Enquanto esperava a minha vez, fiquei refletindo sobre o questionamento de Alemão, o cabeleireiro: estamos mesmo em crise ou apenas sofrendo os efeitos da ira daqueles que não contavam com o referendo popular para a continuidade de um projeto que elevou a moral do país?

Nos últimos doze anos, aos olhos do mundo, o Brasil deixou de ser um país desacreditado para se tornar uma das oito maiores economias do mundo e um dos mais importantes mercados de investimento global. A ONU vive citando o Brasil como exemplo no combate à desigualdade social em tão pouco tempo. A OIT reconhece no Brasil também um exemplo no combate ao trabalho infantil no mesmo período. Recentemente, líderes sulamericanos afirmaram que a sobrevivência do continente depende do Brasil. E, contrariando uma visão negativa do tamanho da importância do país no mundo, Obama disse ser o Brasil uma potência mundial.

Segundo IBGE, a taxa de desemprego chegou em março/2015 a 6,2%, se mantendo entre as menores do mudo nos últimos dez anos (nada comparado aos 12%-15% de antes). Mas a grande imprensa, porta voz do mantra da crise político-econômica, que intriga o Alemão, alarda como “desemprego galopante” no país uma pequena elevação ocorrida nos ultimes meses, por causa de uma demanda menor na produção de automóveis.

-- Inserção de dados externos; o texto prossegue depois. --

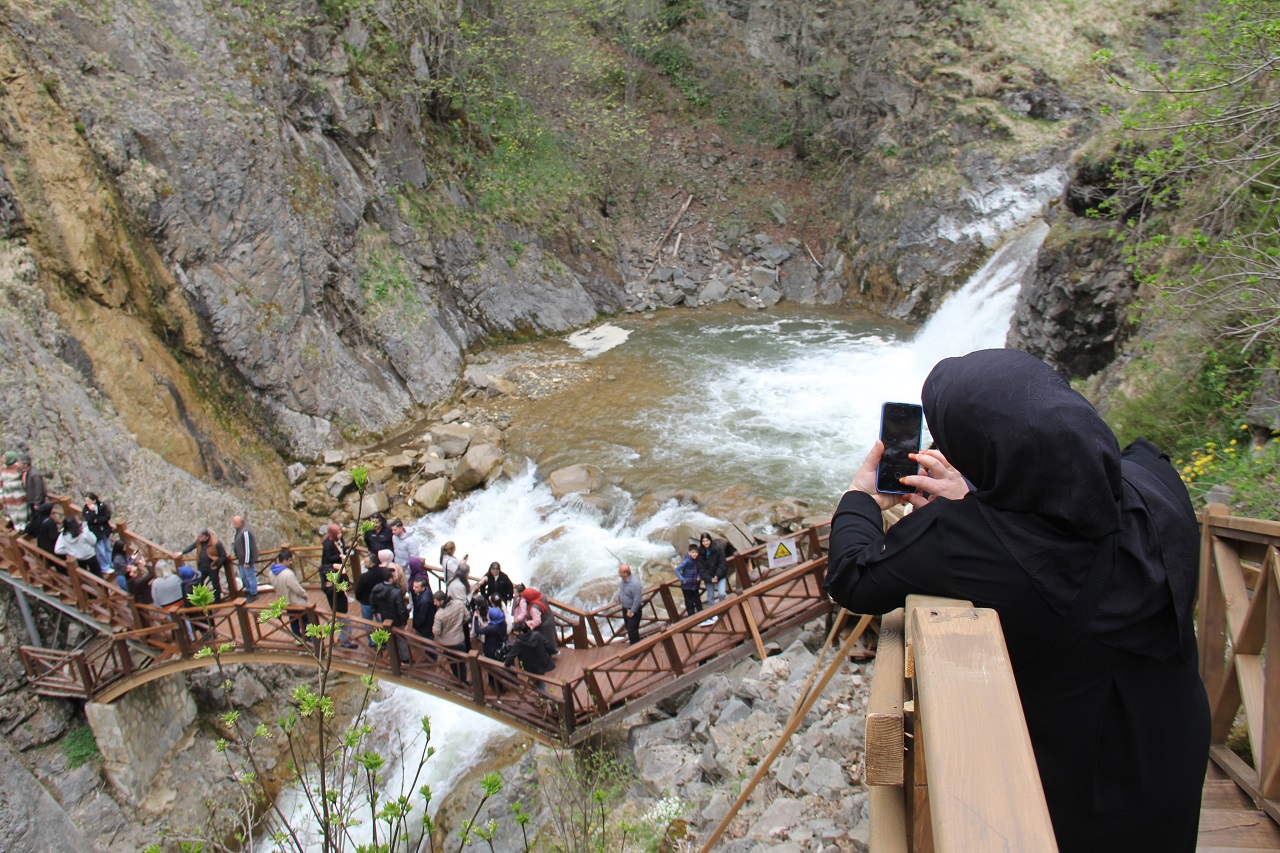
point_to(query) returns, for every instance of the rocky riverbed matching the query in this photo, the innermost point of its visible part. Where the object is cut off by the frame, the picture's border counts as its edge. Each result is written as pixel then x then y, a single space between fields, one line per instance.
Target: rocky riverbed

Talvez o Alemão não saiba, pensei eu, enquanto ponderava sobre seu questionamento, mas as grandes empresas de comunicação (que são poucas no país, diga-se) têm motivos de sobra para dar ênfase a eloquências desse tipo: a proposta do atual governo de regulamentação do setor que, pretende, entre outras coisas positivas, ampliar o acesso à informação. Talvez seja isso, Alemão, que alguns não queiram que aconteça em nosso país. Informação é tudo, meu caro, e ter o monopólio da informação é mais tudo ainda.

Então é preciso inventar de toda forma uma crise já que a ideia somente de corrupção não pega mais. Para isso, até os maus resultados do futebol brasileiro (veja só), sobretudo da seleção brasileira, são logrados ao atual governo, responsável pela crise mantrificada. Ao menos é isso que se ouve de jornalistas e comentaristas nas resenhas esportivas dos principais meios de comunicação. Ora, como se na época do tetra e do penta a situação não fosse infinitamente pior: o desemprego chegava a 20% e a inflação sempre acima dos dois dígitos. E o futebol brasileiro, no entanto, foi vencedor nas duas oportunidades.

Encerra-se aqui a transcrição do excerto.